Fast Sampling of Cosmological Initial Conditions with Gaussian Neural Posterior Estimation
- URL: http://arxiv.org/abs/2502.03139v1
- Date: Wed, 05 Feb 2025 13:02:14 GMT
- Title: Fast Sampling of Cosmological Initial Conditions with Gaussian Neural Posterior Estimation
- Authors: Oleg Savchenko, Guillermo Franco Abellán, Florian List, Noemi Anau Montel, Christoph Weniger,
- Abstract summary: We show how simulation-based inference can be used to obtain data-constrained realisations of the primordial dark matter density field.
We generate thousands of posterior samples within seconds on a single GPU, orders of magnitude faster than existing methods.

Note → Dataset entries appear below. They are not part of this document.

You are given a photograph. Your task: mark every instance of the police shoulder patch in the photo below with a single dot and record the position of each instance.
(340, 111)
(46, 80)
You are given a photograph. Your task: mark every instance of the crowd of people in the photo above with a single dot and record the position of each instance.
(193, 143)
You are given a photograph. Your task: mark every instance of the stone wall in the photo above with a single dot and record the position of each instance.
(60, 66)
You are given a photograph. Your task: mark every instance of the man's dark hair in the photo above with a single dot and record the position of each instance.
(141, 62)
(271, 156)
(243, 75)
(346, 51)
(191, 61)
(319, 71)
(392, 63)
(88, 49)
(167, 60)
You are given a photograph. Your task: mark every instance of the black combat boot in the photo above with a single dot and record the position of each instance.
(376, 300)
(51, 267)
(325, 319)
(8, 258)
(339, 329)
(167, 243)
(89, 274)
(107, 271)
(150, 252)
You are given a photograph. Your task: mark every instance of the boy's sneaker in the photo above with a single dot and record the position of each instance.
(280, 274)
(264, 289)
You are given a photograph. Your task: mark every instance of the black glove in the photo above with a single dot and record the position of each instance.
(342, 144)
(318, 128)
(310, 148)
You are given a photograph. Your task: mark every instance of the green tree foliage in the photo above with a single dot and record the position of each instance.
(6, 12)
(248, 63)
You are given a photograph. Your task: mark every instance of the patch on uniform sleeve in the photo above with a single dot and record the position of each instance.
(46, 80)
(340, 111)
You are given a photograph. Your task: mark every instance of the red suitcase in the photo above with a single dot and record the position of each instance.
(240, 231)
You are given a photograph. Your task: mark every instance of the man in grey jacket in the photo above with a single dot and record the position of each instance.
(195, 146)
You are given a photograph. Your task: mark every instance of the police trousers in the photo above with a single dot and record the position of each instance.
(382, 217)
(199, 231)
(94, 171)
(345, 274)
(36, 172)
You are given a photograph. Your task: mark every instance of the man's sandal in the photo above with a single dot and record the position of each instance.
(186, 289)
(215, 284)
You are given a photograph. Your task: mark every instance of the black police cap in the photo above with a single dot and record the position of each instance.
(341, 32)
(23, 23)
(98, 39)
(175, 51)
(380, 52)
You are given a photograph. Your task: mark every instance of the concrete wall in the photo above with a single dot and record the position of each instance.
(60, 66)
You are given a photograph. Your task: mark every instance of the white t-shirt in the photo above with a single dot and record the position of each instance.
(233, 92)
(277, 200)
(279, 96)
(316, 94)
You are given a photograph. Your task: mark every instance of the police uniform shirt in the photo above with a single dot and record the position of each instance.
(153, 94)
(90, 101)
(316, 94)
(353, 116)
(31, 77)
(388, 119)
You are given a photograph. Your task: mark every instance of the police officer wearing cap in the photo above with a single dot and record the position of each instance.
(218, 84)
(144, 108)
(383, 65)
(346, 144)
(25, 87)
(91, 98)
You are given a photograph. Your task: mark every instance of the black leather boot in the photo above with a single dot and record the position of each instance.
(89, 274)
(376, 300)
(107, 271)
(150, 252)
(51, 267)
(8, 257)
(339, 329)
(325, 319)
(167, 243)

- Score: 4.520518890664213
- License:
- Abstract: Knowledge of the primordial matter density field from which the large-scale structure of the Universe emerged over cosmic time is of fundamental importance for cosmology. However, reconstructing these cosmological initial conditions from late-time observations is a notoriously difficult task, which requires advanced cosmological simulators and sophisticated statistical methods to explore a multi-million-dimensional parameter space. We show how simulation-based inference (SBI) can be used to tackle this problem and to obtain data-constrained realisations of the primordial dark matter density field in a simulation-efficient way with general non-differentiable simulators. Our method is applicable to full high-resolution dark matter $N$-body simulations and is based on modelling the posterior distribution of the constrained initial conditions to be Gaussian with a diagonal covariance matrix in Fourier space. As a result, we can generate thousands of posterior samples within seconds on a single GPU, orders of magnitude faster than existing methods, paving the way for sequential SBI for cosmological fields. Furthermore, we perform an analytical fit of the estimated dependence of the covariance on the wavenumber, effectively transforming any point-estimator of initial conditions into a fast sampler. We test the validity of our obtained samples by comparing them to the true values with summary statistics and performing a Bayesian consistency test.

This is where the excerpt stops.